We are seeking Data Engineers who are passionate about connecting data streams to enable emerging digital technologies. As a Data Engineer within Process Research and Development, you’ll have the opportunity to be on the forefront of driving a major transformation. This role will allow the chosen candidate to collaborate with and across process development teams to design, develop, test, implement, and support technical solutions in full-stack development tools and technologies.  They will utilize programming languages like Java, Scala, Python, Spark, and No/SQL to design and implement non/relational databases  also leveraging cloud-based data warehousing tools such as Redshift and Snowflake. Successful candidates will share their passion for staying on top of technology trends, experimenting with and learning new tools, participating in internal & external technology communities, and mentoring other members of our growing digital community. The candidate will be expected to deliver robust cloud-based solutions that drive and accelerate drug development with our partners in Process Research and Development.

 

In addition to a passion for data-rich technologies, the chosen candidate should have excellent interpersonal, communication, and collaboration skills. The chosen candidate should embrace and model our core values of diversity, equity and inclusion, including fostering a supportive culture where all can thrive. The chosen candidate should be able to effectively collaborate in a dynamic, integrated, and multidisciplinary team environment. The chosen candidate should demonstrate a clear ability to perform impactful scientific innovation in a team-oriented manner that builds trusted partnerships across vast stakeholder networks. The chosen candidate should have a clear, demonstrated ability to publish and present research, including an established track record of interaction with the broader academic community.

 

As such, the chosen candidate will join a diverse group of scientific problem solvers who are dedicated to creating the life-changing medicines and vaccines of tomorrow.

 

Education Minimum Requirement: 

A B.S. in Computer Science, or a closely-related field plus 4 years experience.
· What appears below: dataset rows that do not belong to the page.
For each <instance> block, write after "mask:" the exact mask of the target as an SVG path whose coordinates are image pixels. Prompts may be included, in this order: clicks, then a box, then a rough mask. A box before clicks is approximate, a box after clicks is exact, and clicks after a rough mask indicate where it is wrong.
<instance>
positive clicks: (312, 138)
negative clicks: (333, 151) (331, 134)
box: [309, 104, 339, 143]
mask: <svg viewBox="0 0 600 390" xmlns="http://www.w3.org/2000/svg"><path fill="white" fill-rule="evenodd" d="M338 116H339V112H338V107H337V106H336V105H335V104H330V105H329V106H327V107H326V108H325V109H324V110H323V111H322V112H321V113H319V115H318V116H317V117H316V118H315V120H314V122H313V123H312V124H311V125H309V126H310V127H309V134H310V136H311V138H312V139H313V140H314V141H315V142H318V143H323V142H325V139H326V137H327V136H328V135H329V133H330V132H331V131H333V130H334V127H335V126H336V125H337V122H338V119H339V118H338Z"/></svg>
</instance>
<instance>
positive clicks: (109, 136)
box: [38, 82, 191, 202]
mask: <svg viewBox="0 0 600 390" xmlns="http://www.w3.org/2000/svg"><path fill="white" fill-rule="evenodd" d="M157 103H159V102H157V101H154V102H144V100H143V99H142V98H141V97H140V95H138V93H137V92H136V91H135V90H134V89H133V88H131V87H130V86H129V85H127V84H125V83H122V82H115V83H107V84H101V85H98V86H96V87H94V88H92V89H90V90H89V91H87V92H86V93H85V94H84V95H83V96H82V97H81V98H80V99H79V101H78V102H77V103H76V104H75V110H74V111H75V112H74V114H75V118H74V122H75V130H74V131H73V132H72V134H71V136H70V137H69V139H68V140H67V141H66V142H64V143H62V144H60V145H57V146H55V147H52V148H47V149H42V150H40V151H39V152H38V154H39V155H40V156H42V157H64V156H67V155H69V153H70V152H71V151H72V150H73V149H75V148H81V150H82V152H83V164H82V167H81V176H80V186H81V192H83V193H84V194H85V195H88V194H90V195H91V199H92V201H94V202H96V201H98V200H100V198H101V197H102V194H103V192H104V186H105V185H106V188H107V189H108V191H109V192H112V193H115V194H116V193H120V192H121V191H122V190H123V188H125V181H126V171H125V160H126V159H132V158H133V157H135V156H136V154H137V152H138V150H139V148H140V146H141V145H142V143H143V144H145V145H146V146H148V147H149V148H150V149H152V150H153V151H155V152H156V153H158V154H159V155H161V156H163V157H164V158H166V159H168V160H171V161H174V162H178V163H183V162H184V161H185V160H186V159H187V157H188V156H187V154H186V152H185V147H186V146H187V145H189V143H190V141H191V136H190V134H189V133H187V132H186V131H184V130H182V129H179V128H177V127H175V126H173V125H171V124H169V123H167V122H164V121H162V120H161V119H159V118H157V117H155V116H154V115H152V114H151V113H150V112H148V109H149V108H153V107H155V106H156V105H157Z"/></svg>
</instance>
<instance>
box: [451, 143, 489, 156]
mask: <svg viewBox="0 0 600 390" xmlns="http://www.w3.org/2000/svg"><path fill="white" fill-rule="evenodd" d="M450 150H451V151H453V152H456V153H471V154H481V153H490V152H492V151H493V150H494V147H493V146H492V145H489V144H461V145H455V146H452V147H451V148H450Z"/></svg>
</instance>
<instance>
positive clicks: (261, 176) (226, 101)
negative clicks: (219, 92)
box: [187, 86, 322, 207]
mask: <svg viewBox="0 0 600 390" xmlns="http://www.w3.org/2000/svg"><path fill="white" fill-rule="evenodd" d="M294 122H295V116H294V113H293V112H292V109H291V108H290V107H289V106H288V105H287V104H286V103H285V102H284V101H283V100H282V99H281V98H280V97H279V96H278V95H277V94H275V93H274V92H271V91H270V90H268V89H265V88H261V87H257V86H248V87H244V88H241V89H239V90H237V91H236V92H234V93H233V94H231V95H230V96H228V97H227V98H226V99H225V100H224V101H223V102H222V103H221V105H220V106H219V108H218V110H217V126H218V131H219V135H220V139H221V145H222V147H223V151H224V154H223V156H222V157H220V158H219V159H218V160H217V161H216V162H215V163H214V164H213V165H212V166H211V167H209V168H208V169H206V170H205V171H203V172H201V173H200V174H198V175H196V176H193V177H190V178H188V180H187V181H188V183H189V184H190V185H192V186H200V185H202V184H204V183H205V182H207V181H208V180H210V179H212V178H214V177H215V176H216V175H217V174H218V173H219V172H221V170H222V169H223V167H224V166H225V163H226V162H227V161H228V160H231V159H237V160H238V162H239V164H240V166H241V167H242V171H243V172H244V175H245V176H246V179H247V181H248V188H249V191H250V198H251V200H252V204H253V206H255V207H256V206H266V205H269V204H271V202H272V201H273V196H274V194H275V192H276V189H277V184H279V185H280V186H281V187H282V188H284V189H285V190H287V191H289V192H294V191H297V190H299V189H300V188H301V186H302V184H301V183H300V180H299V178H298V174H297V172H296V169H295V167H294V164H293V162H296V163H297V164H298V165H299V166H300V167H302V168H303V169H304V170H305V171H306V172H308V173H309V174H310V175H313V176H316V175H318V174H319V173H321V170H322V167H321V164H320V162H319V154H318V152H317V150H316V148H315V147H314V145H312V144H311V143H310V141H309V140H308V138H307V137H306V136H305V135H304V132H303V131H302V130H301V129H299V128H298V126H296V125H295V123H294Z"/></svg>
An M.S. in Computer Science or a closely related field plus 2 years of experience.

A Ph.D. in Computer Science or closely related field.

 

Required Experience and Skills: 

At least 2 years of experience in big data technologies

At least 1 year experience with cloud computing (AWS, Microsoft Azure, Google Cloud)

Background and experience in data science, data engineering, and machine learning/artificial intelligence.

Highly-motivated and technology-centric scientist that is passionate about modernizing process development practices across biologics, vaccines, and small molecule modalities.

Demonstrated scientific ability through publications and presentations in scientific conferences.

Excellent communication skills, demonstrated creativity, and effective interpersonal skills.

Ability to deliver complex solutions under compressed timelines in a dynamic environment.

Ability to work in a team environment with cross-functional interactions.

 

Preferred Experience and Skills:

Experience with a public cloud (AWS, Microsoft Azure, Google Cloud)

Experience with Distributed data/computing tools (MapReduce, Hadoop, Hive, EMR, Kafka, Spark, Gurobi, or MySQL)

Background in leveraging a broad range of machine learning and data science tools, including development and application of deep learning methodologies for predictive capabilities.

Expertise in data analysis, including machine learning/artificial intelligence, chemometrics, statistical analysis, and multivariate data analysis.

Utilization of tools within computational biology for processing, analysis, and modeling of data generated by multi-omics approaches.

Evidence of cross-functional collaboration in an academic or industrial setting.

Experience in research efforts focused on vaccines, biological molecules, bioconjugates, or general large molecules.

Motivated to learn new skills, willingness to take on new challenges, and scientific curiosity.